Trip
Issue : 11
今帰仁 石蕗 | 森に抱かれ豊かさに気づく宿
豊かな原生林を有する、沖縄本島の今帰仁村にある一日一組限定の宿、今帰仁 石蕗。
およそ1000坪という広大な森の中にひっそりと佇む宿は、4年間もの歳月のなかで構想を積み重ねて生まれたそう。
宿に込められた哲学や、その空間から、豊かに暮らすヒントを学びます。
静寂が待つ、森の中に佇む宿
この日訪れたのは、沖縄本島のなかでも特に透明度の高い海と、豊かな原生林を有する、今帰仁村にある、今帰仁 石蕗(なきじん つわぶき / 以後、石蕗)。オーナーの新見 誠一さん・美也子さんご夫婦、設計士の山口 博之さんによって、構想を重ねること4年、2022年の冬に誕生しました。およそ1000坪の森の中に佇む、一日一組限定の宿です。
今帰仁村は、手つかずの豊かな自然が残り、行き交う人々や車ものんびりとして、昔ながらの沖縄の雰囲気を感じられる場所。海を横目に丘を登り、鬱蒼と草木が生い茂る森に入ると、見落としてしまいそうなひっそりとした看板が迎えてくれます。

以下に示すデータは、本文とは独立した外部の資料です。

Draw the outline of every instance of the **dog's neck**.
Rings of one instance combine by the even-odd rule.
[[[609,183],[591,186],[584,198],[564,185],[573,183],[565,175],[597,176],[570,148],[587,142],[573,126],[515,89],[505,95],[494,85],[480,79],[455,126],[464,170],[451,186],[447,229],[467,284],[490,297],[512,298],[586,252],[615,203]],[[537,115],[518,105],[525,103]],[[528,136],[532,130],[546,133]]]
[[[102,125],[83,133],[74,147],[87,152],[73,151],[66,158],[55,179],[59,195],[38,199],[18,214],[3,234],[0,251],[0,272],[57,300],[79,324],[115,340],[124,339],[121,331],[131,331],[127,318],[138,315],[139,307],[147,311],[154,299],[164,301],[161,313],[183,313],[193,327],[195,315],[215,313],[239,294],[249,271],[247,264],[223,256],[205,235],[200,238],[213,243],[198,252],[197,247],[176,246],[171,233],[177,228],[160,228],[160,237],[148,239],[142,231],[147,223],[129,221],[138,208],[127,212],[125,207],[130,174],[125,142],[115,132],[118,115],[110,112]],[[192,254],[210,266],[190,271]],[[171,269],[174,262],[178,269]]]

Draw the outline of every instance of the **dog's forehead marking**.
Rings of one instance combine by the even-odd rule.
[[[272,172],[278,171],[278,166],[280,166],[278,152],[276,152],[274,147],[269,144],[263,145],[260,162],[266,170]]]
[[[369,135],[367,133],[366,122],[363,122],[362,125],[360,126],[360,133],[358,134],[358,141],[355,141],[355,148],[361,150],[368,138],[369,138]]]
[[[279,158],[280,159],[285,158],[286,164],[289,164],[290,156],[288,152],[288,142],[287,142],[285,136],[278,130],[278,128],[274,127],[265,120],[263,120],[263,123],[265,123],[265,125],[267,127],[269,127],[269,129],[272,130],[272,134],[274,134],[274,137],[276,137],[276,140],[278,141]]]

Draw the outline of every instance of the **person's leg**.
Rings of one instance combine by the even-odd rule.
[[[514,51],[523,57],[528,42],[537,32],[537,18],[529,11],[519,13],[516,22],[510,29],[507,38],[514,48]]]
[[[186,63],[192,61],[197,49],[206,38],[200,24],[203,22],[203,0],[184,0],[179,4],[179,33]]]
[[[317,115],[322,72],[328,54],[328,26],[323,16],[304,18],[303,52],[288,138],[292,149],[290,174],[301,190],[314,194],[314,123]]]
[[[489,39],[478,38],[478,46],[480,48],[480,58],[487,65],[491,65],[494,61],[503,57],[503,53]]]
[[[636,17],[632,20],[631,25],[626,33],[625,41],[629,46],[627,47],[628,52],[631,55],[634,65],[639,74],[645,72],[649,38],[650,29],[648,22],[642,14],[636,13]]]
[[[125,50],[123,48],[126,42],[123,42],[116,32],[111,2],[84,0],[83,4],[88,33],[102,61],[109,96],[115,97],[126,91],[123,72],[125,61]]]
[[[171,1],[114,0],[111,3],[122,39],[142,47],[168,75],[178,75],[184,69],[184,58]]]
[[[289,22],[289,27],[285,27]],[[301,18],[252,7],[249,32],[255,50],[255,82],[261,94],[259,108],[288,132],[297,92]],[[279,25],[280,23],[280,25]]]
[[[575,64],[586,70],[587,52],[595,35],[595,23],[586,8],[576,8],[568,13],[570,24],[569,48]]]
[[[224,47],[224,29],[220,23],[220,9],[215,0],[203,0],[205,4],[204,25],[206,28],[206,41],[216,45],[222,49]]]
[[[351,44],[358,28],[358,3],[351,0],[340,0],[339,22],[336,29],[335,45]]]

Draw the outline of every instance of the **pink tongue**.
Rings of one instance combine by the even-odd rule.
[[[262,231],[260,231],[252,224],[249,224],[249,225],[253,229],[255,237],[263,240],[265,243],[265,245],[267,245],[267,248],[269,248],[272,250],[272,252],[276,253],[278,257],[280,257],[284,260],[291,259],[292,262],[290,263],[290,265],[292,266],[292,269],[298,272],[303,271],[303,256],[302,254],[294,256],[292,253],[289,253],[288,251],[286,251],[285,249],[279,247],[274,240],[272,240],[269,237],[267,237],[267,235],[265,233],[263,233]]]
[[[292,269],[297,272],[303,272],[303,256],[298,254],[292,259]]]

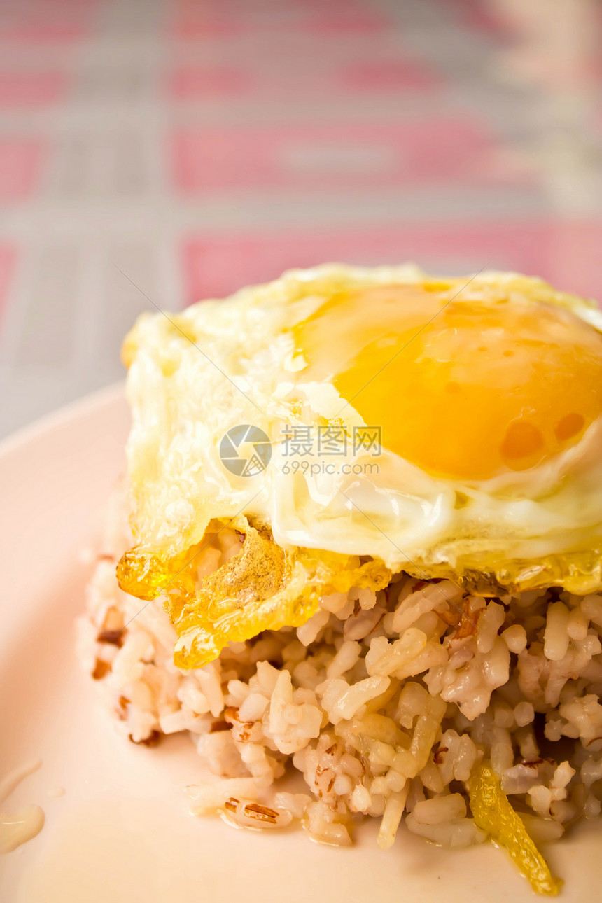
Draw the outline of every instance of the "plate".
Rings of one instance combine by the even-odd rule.
[[[115,386],[0,446],[0,779],[41,759],[3,805],[34,803],[40,834],[0,857],[10,903],[533,903],[529,885],[491,844],[441,850],[400,829],[388,852],[375,825],[353,848],[301,830],[235,830],[189,815],[183,787],[202,779],[185,737],[159,748],[125,741],[76,660],[101,512],[125,468],[128,413]],[[64,794],[57,796],[58,788]],[[561,899],[597,897],[600,824],[545,850]]]

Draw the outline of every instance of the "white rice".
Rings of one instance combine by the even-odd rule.
[[[380,819],[383,848],[405,816],[431,841],[466,846],[485,840],[465,782],[486,758],[536,841],[599,815],[602,596],[483,599],[396,574],[384,591],[324,597],[297,630],[181,671],[161,600],[144,605],[117,586],[131,545],[125,512],[117,496],[79,653],[133,742],[190,732],[216,776],[188,788],[194,813],[246,827],[297,822],[336,844],[368,815]],[[218,543],[204,573],[240,547],[226,532]],[[282,791],[286,768],[307,793]]]

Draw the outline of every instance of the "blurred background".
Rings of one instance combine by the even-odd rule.
[[[597,0],[0,0],[0,434],[340,260],[602,298]]]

広大な一つの森は、深山、里山、集落の三つのエリアに分けられています。集落エリアにある管理棟で、季節の旬の飲み物を味わいながら受付を済ませると、身体が静寂の空間に馴染んでいくのを感じます。
ゲストだけで占有するのは、里山エリア。扉を抜けてすぐ右手に現れるのが、離れにある半露天風呂の「草冠の棟」です。蓋を開け、湯に浸かり、鳥たちの鳴き声に耳を傾けながら、その先に続く森を眺めると、優しい檜の香りと熱いお湯に日頃の疲れがそっと清められるよう。
さらに奥まった森へ細い道を進み、深淵な空気に包まれながら、森のなかを確かめるように一歩一歩進んでいくと、そこには宿泊棟である「路の棟」が。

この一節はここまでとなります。